Переезд на Удельной, как всегда, стоял в пробке. Оно и понятно – суббота, электрички на Зеленогорск шли одна за другой. Простояв час в длинном хвосте машин, Брагин обругал себя за недальновидность (мог ведь догадаться!), а теперь уже никуда не денешься. Потом, когда переезд открыли, он выругался еще раз, когда полчаса искал, куда припарковать «шевроле». Память у тебя ни к черту, сказал он себе: надо же позабыть про рынок. Пресловутый блошиный рынок на Удельной – знаменитая «Уделка» – стихийно вырастал каждые выходные на пустыре возле Фермского шоссе, как раз напротив психиатрической больницы. Соответственно, все шоссе на этом участке оказалось забито машинами продавцов и покупателей.
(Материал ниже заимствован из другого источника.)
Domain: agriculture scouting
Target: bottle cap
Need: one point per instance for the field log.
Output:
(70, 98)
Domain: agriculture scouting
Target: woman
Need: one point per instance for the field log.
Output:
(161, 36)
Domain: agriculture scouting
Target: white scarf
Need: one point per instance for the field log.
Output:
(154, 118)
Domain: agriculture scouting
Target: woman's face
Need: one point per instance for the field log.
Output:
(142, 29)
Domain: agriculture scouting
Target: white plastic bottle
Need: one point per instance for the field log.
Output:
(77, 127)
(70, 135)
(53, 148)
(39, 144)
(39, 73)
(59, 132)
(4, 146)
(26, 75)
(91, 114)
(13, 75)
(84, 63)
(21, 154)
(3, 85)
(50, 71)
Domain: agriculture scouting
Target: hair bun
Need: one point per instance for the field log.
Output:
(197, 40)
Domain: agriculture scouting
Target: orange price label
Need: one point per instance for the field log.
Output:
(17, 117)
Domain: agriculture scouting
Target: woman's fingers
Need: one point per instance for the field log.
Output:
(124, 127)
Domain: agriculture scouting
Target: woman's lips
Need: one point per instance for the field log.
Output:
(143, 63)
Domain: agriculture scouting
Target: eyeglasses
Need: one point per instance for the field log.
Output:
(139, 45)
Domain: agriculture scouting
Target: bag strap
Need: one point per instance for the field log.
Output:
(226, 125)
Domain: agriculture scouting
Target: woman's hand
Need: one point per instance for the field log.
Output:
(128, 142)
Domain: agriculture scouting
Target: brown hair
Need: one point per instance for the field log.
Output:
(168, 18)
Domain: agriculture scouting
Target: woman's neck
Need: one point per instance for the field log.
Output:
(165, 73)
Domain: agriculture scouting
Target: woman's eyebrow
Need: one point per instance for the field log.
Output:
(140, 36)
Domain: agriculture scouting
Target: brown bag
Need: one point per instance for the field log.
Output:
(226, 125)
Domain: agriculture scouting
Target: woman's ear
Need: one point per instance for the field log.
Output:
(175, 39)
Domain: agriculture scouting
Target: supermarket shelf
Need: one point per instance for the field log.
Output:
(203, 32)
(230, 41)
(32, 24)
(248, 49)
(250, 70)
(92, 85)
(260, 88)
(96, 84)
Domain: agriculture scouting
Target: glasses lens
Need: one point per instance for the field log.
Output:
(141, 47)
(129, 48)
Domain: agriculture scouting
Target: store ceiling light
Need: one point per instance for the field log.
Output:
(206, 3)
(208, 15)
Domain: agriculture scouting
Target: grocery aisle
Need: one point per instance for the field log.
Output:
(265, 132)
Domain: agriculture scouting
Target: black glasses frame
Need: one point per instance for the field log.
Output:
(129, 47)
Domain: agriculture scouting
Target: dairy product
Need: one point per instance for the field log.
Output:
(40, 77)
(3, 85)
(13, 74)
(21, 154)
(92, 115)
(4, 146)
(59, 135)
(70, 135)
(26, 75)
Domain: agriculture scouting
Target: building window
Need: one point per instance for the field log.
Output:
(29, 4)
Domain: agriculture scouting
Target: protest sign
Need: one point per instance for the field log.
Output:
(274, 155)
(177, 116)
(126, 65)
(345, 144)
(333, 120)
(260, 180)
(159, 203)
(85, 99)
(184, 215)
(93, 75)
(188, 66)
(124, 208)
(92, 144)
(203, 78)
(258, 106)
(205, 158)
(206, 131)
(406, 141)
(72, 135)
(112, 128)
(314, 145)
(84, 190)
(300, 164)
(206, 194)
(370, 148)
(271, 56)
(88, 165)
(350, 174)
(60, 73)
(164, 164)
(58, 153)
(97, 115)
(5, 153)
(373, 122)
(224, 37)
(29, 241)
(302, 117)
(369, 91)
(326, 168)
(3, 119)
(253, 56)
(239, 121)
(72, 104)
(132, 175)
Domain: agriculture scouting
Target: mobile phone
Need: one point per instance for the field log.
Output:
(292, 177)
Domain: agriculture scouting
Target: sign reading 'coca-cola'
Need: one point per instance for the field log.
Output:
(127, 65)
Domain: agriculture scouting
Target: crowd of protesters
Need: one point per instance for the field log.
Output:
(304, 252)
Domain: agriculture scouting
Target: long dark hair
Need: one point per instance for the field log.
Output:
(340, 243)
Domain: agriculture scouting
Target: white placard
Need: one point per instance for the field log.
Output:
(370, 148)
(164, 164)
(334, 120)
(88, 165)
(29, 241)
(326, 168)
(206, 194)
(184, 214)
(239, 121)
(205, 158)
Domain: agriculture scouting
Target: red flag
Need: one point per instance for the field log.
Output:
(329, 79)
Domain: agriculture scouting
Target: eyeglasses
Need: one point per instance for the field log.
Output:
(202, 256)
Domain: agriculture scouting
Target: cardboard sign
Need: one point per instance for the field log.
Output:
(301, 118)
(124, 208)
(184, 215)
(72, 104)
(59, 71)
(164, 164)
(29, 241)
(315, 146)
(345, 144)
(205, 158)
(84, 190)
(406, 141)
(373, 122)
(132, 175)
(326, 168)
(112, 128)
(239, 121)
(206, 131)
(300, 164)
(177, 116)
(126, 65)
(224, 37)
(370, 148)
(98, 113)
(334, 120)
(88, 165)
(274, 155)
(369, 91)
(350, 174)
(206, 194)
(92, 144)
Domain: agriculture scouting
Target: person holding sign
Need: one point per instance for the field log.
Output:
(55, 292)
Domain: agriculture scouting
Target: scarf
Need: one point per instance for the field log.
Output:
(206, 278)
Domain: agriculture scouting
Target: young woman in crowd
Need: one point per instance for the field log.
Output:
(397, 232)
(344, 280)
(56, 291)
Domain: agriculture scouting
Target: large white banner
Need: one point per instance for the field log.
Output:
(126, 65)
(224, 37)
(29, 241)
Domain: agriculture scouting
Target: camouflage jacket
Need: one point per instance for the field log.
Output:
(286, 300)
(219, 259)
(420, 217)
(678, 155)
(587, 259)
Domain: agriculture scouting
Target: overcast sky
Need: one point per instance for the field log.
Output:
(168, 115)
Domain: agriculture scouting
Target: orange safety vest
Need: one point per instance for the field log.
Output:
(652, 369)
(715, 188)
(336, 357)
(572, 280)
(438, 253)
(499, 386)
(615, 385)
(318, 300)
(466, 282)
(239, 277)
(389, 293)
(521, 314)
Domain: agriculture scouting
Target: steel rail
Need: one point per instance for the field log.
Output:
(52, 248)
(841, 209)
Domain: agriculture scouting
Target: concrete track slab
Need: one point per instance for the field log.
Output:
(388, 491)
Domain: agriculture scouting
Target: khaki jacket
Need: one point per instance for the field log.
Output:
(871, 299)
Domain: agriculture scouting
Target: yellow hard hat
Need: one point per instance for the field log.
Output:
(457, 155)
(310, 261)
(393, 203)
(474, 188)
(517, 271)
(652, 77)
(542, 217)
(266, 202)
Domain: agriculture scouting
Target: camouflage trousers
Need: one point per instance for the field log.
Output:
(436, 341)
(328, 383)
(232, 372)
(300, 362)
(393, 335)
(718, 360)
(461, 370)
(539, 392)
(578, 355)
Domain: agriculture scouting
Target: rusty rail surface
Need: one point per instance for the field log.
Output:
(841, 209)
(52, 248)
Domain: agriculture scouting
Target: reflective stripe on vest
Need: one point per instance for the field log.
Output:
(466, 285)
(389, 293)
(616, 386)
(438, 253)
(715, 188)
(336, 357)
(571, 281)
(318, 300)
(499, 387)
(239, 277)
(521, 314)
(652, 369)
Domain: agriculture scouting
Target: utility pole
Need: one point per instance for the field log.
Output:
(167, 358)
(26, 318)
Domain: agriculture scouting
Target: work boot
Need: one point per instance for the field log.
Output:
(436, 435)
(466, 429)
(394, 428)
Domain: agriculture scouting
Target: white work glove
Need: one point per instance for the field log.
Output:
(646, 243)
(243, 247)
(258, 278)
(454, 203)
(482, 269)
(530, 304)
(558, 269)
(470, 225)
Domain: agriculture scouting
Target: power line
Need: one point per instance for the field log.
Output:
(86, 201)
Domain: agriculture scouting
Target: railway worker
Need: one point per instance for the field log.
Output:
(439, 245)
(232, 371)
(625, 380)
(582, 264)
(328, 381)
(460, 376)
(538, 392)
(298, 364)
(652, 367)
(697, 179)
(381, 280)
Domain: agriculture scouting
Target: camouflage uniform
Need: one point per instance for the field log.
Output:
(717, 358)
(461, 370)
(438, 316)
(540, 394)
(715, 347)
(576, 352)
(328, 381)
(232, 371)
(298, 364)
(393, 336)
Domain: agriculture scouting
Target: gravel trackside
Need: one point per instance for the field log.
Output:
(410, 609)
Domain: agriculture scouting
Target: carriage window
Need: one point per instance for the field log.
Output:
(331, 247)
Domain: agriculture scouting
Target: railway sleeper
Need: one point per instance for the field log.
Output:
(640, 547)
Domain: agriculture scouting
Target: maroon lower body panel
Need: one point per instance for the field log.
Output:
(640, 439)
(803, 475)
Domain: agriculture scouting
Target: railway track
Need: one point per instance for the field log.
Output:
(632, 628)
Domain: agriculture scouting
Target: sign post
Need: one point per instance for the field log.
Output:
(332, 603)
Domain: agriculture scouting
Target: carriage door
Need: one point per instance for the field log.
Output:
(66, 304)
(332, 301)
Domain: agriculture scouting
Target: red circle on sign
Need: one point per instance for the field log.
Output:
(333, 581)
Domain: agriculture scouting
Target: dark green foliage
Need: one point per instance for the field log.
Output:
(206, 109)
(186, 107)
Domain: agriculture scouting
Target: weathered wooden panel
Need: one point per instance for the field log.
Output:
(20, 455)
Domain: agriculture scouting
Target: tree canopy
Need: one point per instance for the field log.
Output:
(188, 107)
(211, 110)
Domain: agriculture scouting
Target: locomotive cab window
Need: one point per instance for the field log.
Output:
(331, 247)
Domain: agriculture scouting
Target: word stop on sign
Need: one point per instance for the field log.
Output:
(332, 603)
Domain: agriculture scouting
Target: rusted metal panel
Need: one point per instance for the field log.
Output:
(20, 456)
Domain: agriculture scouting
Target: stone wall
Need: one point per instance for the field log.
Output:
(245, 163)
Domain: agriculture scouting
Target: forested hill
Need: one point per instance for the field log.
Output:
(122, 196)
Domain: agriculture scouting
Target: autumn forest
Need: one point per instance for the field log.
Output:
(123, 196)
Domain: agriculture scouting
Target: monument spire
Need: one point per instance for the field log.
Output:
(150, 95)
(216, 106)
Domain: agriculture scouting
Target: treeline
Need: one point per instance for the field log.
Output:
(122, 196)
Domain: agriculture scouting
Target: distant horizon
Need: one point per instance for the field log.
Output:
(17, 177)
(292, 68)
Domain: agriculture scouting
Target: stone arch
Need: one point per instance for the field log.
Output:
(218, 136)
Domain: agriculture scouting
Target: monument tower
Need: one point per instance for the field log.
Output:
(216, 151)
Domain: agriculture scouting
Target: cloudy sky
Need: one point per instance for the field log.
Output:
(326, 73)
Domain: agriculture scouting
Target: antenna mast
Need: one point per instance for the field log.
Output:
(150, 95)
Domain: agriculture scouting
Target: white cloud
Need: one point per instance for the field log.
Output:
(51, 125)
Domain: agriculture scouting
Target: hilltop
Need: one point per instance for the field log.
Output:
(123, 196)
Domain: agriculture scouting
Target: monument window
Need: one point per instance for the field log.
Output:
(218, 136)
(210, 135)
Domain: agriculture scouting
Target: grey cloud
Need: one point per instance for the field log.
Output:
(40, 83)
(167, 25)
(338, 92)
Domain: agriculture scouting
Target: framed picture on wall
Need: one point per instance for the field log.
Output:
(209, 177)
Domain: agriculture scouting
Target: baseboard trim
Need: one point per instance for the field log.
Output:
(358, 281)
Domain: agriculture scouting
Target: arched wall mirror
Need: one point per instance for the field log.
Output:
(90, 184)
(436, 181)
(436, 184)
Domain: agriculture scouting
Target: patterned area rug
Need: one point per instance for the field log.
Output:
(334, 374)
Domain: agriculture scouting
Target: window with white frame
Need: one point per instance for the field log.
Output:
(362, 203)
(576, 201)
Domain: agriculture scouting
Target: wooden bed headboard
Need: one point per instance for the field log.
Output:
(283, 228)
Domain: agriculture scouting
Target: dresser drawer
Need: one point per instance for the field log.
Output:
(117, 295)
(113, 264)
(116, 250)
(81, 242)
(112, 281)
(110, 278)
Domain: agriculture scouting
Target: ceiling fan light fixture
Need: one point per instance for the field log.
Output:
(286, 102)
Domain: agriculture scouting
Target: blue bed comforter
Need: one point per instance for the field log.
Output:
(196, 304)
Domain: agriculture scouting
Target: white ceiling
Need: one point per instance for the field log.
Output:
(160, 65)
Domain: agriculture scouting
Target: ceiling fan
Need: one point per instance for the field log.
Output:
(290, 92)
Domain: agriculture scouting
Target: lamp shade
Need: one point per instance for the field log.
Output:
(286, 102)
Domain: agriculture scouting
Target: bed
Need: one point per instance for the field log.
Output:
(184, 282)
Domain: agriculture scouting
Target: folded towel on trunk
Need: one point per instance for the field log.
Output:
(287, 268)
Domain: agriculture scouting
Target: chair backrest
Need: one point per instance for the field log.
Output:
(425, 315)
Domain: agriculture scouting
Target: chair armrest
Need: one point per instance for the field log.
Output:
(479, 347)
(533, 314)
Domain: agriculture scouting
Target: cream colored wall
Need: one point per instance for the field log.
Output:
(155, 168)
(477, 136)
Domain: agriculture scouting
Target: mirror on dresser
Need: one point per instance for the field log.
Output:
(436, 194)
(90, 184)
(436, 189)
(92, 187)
«Уделка», удостоившаяся упоминания самим «Форбсом», жила своей непонятной жизнью. Брагин никогда не понимал людей, которые с удовольствием копались в старье. По долгу службы ему приходилось бывать в этой клоаке, но чтобы добровольно – никогда! «Товар» здесь выставлялся на импровизированных прилавках, сооруженных из картонных коробок, но по большей части просто лежал на расстеленных на земле одеялах. Что это был за товар! Обшарпанные табуреты, чайники с вмятинами, древние самовары, ржавые пилы и шпингалеты, посуда из советских сервантов… Здесь можно было купить чугунное подстолье для швейной машинки, помятую трубу граммофона и картину, на которой Ленин с Горбачевым грозно выговаривали Хрущеву, а Сталин, Брежнев и Николай Второй внимательно слушали. Старые книги и журналы вызывали ностальгию по ушедшей эпохе, медали – смешанные чувства. Если их продавал пенсионер – жалость и стыд (нет, не за пенсионера, а за то, что действительность вынудила его продавать награды), если молодой амбал – негодование. Между «прилавков» сновали шустрые востроносые живчики от антиквариата. Приходили с самого утра, разглядывали монеты, статуэтки, редкие на «Уделке» иконы в надежде откопать жемчужину в навозной куче. А то и не жемчужину, а просто поделку, чтобы потом впарить ее под аркой Главного штаба не разбирающимся в искусстве иностранцам.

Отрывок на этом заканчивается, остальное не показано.